Non-Irish more likely to lose jobs and contract Covid – ESRI
Reports find that east European nationals experienced a sharper fall in employment
Jobs in the food and accommodation sectors are highlighted in the ESRI report as at risk.
Foreign nationals in the Republic are over-represented in sectors most severely affected by Covid-19 closures, and are more likely to contract the virus, according to a report from the Economic and Social Research Institute (ESRI).
Two reports have been compiled by the ESRI and the Department of Equality and Integration on Tuesday. A study on Covid-19 and non-Irish nationals shows the effect of the pandemic on their employment, their role as key workers, and their exposure to Covid-19 infection.
It finds that east European nationals experienced a sharper fall in employment between the first and second quarters of the year compared with Irish nationals.
Occupations with medium to high levels of working from home are associated with lower job losses. Non-EU nationals and west Europeans are more likely to be working in occupations with medium to high levels of working from home than Irish nationals.
East European nationals are less likely than Irish nationals to hold jobs that are associated with working from home, and this “partly explains their higher rate of job loss”, the report notes.
Women from eastern Europe are “particularly vulnerable” to job loss and temporary lay-offs for Covid-related reasons. Jobs in the food and accommodation sectors are highlighted as at risk.
Those of black/black Irish ethnicity, those of Asian ethnicity and particularly Irish Travellers are over-represented in Covid-19 cases compared with their proportion in the population, the report states.
Those of Asian ethnicity are 2.3 times as likely as white Irish to contract Covid-19; those of black ethnicity about 1.9 times as likely; and Irish Travellers are 2.6 times as likely to contract the virus.
Foreign nationals overall are slightly over-represented in Covid-19 cases compared with Irish nationals (12.1 per cent), relative to their proportion in the population (11.4 per cent).
All ethnic minority groups and foreign nationals are under-represented in deaths from Covid-19, which is “likely to be linked to their younger age profile”.
The second publication, the Monitoring report on Integration 2020, is the latest in a series of reports on how foreign nationals fare compared to Irish nationals, in terms of employment, social inclusion and active citizenship.
It finds that in 2019, prior to the Covid-19 pandemic, overall employment rates were slightly higher among foreign nationals than Irish nationals, and the unemployment rate, at just over 5 per cent, was similar and low for both groups.
One important exception is for African nationals, whose unemployment rate was 12 per cent.

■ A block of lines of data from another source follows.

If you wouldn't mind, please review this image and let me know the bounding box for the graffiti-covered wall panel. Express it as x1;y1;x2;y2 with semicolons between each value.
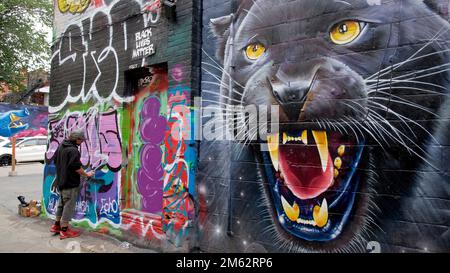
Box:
0;104;48;138
198;0;450;252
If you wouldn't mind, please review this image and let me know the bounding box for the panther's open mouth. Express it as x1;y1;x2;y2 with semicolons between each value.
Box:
262;129;364;241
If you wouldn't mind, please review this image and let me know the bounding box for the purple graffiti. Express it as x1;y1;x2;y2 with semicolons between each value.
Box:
137;97;167;213
46;109;122;171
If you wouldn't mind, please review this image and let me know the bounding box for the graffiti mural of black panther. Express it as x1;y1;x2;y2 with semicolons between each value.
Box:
199;0;450;252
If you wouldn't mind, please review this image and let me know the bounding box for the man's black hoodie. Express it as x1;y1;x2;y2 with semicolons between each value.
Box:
55;140;82;190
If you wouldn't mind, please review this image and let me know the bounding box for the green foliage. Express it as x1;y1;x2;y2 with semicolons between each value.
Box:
0;0;53;91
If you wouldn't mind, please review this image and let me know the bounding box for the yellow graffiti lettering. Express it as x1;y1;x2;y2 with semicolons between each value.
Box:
58;0;91;13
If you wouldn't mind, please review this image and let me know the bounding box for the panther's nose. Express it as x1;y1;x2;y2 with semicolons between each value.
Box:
272;80;311;121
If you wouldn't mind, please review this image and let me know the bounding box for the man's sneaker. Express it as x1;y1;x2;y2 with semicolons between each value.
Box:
59;228;81;240
50;224;61;234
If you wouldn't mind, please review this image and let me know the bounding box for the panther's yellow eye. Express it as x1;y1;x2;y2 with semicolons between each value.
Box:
245;43;266;60
330;21;361;45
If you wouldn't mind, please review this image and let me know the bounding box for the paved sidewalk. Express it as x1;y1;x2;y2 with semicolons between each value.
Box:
0;163;154;253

This pattern has persisted throughout the past decade. Finally, rates of home ownership were much lower among foreign nationals when compared with Irish nationals.
In 2017-2018 almost 65 per cent of foreign nationals lived in private rented accommodation, compared with 11 per cent of Irish nationals.

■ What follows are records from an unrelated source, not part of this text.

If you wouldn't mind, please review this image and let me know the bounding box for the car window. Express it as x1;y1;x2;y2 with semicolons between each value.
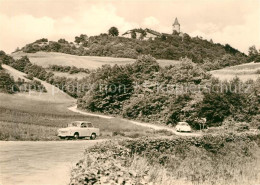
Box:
68;122;78;127
88;123;93;128
81;123;87;128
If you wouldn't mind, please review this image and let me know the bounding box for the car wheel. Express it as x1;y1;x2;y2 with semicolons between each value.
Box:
90;133;97;140
74;132;79;139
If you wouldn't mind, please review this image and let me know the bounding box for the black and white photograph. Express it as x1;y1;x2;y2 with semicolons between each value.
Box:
0;0;260;185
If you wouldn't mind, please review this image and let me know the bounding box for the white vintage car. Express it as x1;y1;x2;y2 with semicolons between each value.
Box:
175;122;191;132
58;121;100;139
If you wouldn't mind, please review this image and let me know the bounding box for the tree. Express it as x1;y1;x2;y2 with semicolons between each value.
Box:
108;26;119;36
131;31;136;39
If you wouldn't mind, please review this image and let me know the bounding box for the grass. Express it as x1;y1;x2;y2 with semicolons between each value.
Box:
12;52;179;69
71;135;260;185
211;62;260;81
0;121;58;141
46;71;88;79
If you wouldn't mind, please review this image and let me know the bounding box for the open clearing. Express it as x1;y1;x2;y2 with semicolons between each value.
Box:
210;62;260;81
0;65;149;140
11;52;179;69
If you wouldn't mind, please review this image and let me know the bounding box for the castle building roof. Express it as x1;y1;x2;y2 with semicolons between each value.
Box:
173;17;180;26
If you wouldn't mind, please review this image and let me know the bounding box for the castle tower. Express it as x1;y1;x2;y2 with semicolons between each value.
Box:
172;17;181;33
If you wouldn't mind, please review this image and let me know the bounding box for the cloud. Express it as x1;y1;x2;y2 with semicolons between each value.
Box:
190;11;260;53
143;16;159;27
0;14;55;52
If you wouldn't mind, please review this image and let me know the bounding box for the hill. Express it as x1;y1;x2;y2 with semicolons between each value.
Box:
11;51;181;69
17;34;248;70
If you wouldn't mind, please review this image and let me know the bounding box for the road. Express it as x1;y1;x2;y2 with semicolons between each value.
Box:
0;140;103;185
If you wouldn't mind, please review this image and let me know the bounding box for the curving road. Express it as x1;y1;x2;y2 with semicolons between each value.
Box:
0;140;103;185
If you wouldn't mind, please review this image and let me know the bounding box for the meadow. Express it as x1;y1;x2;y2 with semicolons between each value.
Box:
210;62;260;82
11;52;179;69
0;93;153;140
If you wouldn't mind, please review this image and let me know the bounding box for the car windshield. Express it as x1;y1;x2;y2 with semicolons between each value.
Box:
68;122;79;127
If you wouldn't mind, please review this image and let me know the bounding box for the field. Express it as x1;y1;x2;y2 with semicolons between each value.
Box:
210;62;260;81
71;134;260;185
12;52;181;69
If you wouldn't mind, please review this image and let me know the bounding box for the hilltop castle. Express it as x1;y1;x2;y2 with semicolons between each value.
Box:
122;17;183;40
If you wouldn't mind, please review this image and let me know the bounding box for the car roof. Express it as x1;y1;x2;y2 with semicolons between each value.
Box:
72;121;91;123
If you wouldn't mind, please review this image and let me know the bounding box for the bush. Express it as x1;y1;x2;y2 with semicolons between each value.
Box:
0;71;17;94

Commenting on the reports, Minister for Children, Equality, Disability, Integration and Youth, Roderic O’Gorman said: “Measuring integration outcomes on a regular basis is essential for us to know how different groups are faring, and where extra supports may be needed to help people to integrate successfully. The Covid-19 pandemic has exacerbated existing inequalities here as in other countries. We clearly need to consider new approaches to tackle these persistent challenges.”